This repository contains an implementation of a music genre recognition system using Convolutional Neural Networks (CNN). Two different approaches were used for feature extraction: Mel-frequency cepstrums (MFCC) and Mel Spectrograms.
This project aims to provide a comprehensive understanding of the fundamental principles behind developing deep neural networks for music genre recognition. The code along with the detailed analysis can be found in the music_genre_classification.ipynb notebook.
Music genre classification is a popular application of machine learning and one approach to this problem is to use Convolutional Neural Networks with Mel spectrograms as input. Mel spectrograms are a type of visual representation of audio signals that are commonly used in audio analysis and music information retrieval and they use a frequency scale that is based on the mel scale.
The model achieved over 80% accuracy and F1-Macro averaged score on the test set, but it had poor performance on new data. To combat this, several regularization techniques were implemented, including batch normalisation, dropout, weight decay and early stopping. Dropout and weight decay were used to reduce the complexity of the model and prevent it from fitting noise in the training data, while early stopping was used to prevent the model from overfitting by stopping the training process before the model started to perform poorly.
To further improve the model, more sophisticated techniques were employed, including max pooling and padding for down-sampling and preserving the spatial dimensions of the data, respectively. Finally, hyperparameter tuning was conducted by experimenting with different learning rates, batch sizes and activation functions and a variety of learning rate schedulers and optimizers were tested to find the optimal configuration.
When the model was applied to classify music downloaded from YouTube and converted to Mel spectrograms, it performed well in most cases, which suggests that the regularization techniques were effective in improving the model's generalization performance.
- Regarding the "Blues" genre, the model's predictions were mainly concentrated on sections of the songs where the guitar and high frequencies were prevalent. However, during parts where other instruments like the bass were more dominant, the model classified them as either "Hip Hop" or "Rock". When classifying older songs though, like Son House's above, the model correctly classified the majority of it. This is likely because the song has minimal post-production additions and consists of just vocals and guitar.

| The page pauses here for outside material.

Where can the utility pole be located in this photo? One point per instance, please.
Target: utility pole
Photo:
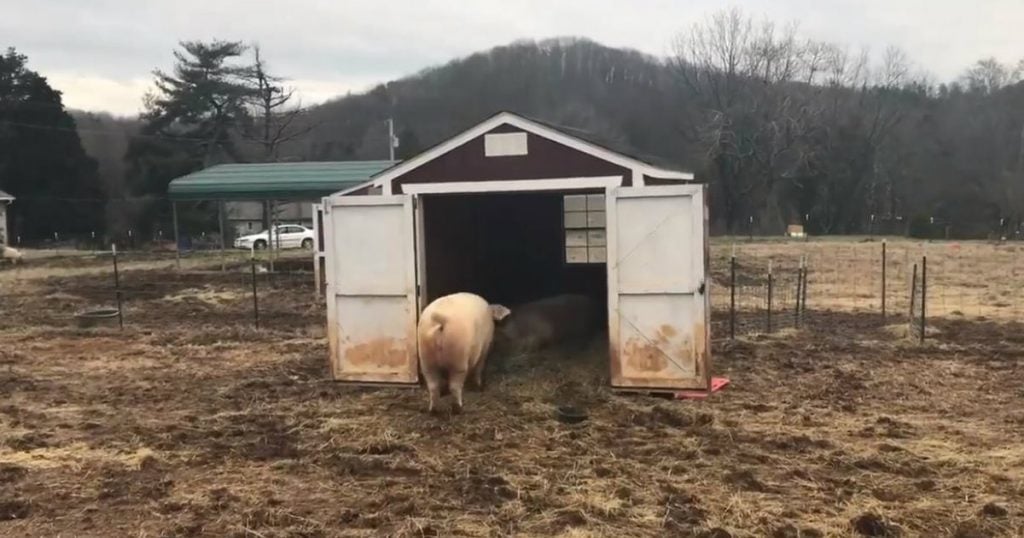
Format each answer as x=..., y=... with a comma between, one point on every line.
x=392, y=142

- The model achieved even better accuracy when predicting classical music, but it still misclassified sections of the songs as a different genre. When listening to these timestamps, it is evident that there are changes in the tone of the song that the model may be picking up on. For instance, Mozart's Lacrimosa is predicted as classical music with 80% accuracy, but there are seconds where the model classifies it as "Blues", which coincide to sections of the piece where the orchestra is not singing.

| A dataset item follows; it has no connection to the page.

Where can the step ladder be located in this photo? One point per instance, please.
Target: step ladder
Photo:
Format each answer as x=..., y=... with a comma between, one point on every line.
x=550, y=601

- The model had high accuracy when classifying Hip Hop songs with the "Hip Hop/Pop" genre, but struggled with some Pop songs. For instance, when classifying Nas' song, the model accurately predicted 90% of it as "Hip Hop". This is expected of course as such songs usually have a consistent, repetitive beat without many fluctuations.
- When classifying Rock songs, the model encountered the most difficulty. For instance, in the song "Drain You" by Nirvana, which starts with guitar and vocals, it is classified as Blues and Classical until the drums start in the 8th second, which is classified as Rock. It seems that the drums have some melodic feature that the model has learned for this classification. This trend was also observed in other Rock songs.
In conclusion, the model's genre predictions were quite accurate for most of the duration of the songs. The Convolutional Neural Network performed better in predicting the genre of older songs with consistent melody and frequency patterns. There were many instances where the genre was misclassified, but these outliers could also be attributed to the similarities in the frequency spectra of modern music recordings across genres.